I shall spare you the details of how that episode and other incidents affected me as I was growing up. After all, I’m not a robot. I had body image issues, suffered from low self-esteem, and had difficulties trusting people or making friends. I cannot remember when exactly, but after years of trying to get people to like me (so they will be happy with me and, please, please, be my friend) and behaving more “appropriately” (so they will just quit calling me “weird”), I just gave up.
That’s right. Since I certainly wasn’t making any headway in getting people to like me (and I had been trying for years on end by then), I quit trying to make everybody like me (which meant behaving like everybody else), and just be, well, me. And what freedom!
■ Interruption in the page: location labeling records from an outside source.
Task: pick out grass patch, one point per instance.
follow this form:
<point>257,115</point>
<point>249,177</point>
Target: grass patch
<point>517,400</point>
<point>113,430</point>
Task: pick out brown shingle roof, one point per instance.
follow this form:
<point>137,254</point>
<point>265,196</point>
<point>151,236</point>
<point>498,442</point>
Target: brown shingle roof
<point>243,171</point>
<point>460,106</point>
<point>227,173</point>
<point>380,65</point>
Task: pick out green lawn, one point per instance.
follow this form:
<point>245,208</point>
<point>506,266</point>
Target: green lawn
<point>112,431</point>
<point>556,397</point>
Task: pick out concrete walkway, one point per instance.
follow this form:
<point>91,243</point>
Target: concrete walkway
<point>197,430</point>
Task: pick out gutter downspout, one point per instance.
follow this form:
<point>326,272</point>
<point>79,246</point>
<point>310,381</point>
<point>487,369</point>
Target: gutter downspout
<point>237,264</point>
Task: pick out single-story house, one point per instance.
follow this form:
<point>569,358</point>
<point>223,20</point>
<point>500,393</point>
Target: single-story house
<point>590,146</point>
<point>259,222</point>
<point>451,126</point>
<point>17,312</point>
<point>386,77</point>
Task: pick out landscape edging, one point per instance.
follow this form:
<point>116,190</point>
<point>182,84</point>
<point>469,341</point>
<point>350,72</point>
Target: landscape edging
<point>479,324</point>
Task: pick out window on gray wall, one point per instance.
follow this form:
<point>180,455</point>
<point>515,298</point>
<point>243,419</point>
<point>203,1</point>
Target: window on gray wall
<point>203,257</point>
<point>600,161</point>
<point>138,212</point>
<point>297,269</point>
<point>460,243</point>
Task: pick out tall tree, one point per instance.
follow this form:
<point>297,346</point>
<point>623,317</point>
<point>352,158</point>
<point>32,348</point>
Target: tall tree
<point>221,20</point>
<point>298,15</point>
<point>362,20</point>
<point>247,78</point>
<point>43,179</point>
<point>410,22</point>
I finally embraced my weirdness for what it was – whatever it was. Ironically, right around that time, “weird” was replaced with the adjective “unique”. I started becoming noticed as an individual and my “uniqueness” became an asset where previously it seemed a liability, even a curse.
In my earlier years of schooling, boys and girls would be eager to form their own cliques and be as uniform as possible. I drifted from one clique to another, never quite staying or belonging to any particular one. Later, when I entered the polytechnic, where individuality, not conformity, was celebrated and recognised, I began to truly blossom. It was years later that I realised that there was nothing wrong with me – and there never had been. Somehow, I stood out, and whilst I never hurt anybody, they didn’t like how I was making them feel.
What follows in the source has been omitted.